Identifying normal mammograms in a large screening population using artificial intelligence

Kristina Lång, Magnus Dustler, Victor Dahlblom, Anna Åkesson, Ingvar Andersson, Sophia Zackrisson, Kristina Lång, Magnus Dustler, Victor Dahlblom, Anna Åkesson, Ingvar Andersson, Sophia Zackrisson

Abstract

Objectives: To evaluate the potential of artificial intelligence (AI) to identify normal mammograms in a screening population.

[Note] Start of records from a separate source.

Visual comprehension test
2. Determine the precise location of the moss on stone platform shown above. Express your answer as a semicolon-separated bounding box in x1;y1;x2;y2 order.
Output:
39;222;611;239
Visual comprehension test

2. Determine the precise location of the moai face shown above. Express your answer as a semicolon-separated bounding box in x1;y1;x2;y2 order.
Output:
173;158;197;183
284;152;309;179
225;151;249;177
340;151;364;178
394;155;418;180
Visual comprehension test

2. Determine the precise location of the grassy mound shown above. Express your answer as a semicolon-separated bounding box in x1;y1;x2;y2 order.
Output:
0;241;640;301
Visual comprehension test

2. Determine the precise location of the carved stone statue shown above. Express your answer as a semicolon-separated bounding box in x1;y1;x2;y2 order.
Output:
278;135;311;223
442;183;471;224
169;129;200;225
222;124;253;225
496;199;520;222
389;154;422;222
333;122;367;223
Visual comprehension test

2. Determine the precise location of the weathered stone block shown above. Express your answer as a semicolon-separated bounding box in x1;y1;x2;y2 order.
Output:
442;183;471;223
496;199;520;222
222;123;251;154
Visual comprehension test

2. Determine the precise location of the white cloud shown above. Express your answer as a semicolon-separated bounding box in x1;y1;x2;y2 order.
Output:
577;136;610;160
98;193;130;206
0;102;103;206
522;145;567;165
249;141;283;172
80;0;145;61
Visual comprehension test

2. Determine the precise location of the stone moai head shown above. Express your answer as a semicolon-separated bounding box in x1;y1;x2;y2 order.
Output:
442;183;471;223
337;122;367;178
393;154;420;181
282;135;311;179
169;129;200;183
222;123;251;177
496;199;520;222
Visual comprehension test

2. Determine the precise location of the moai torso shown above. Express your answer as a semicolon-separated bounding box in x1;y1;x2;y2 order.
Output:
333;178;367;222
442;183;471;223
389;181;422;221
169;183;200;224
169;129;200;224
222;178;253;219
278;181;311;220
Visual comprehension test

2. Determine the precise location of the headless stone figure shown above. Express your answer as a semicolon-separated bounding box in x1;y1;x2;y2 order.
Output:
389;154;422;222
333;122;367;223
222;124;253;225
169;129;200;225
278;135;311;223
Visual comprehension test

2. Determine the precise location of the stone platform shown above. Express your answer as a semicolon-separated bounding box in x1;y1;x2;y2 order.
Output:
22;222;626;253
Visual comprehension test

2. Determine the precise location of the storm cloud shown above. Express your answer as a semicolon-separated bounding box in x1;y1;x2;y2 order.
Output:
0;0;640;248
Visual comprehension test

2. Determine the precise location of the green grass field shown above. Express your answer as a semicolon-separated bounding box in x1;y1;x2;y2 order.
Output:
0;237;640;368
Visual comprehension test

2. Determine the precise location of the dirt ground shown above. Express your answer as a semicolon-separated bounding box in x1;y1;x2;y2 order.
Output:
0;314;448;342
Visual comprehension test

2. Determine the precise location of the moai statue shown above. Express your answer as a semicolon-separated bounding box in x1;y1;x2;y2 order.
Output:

Methods: In this retrospective study, 9581 double-read mammography screening exams including 68 screen-detected cancers and 187 false positives, a subcohort of the prospective population-based Malmö Breast Tomosynthesis Screening Trial, were analysed with a deep learning-based AI system. The AI system categorises mammograms with a cancer risk score increasing from 1 to 10. The effect on cancer detection and false positives of excluding mammograms below different AI risk thresholds from reading by radiologists was investigated. A panel of three breast radiologists assessed the radiographic appearance, type, and visibility of screen-detected cancers assigned low-risk scores (≤ 5). The reduction of normal exams, cancers, and false positives for the different thresholds was presented with 95% confidence intervals (CI).

Results: If mammograms scored 1 and 2 were excluded from screen-reading, 1829 (19.1%; 95% CI 18.3-19.9) exams could be removed, including 10 (5.3%; 95% CI 2.1-8.6) false positives but no cancers. In total, 5082 (53.0%; 95% CI 52.0-54.0) exams, including 7 (10.3%; 95% CI 3.1-17.5) cancers and 52 (27.8%; 95% CI 21.4-34.2) false positives, had low-risk scores. All, except one, of the seven screen-detected cancers with low-risk scores were judged to be clearly visible.

Conclusions: The evaluated AI system can correctly identify a proportion of a screening population as cancer-free and also reduce false positives. Thus, AI has the potential to improve mammography screening efficiency.

Key points: • Retrospective study showed that AI can identify a proportion of mammograms as normal in a screening population. • Excluding normal exams from screening using AI can reduce false positives.

Keywords: Artificial intelligence; Breast cancer; Mammography; Mass screening.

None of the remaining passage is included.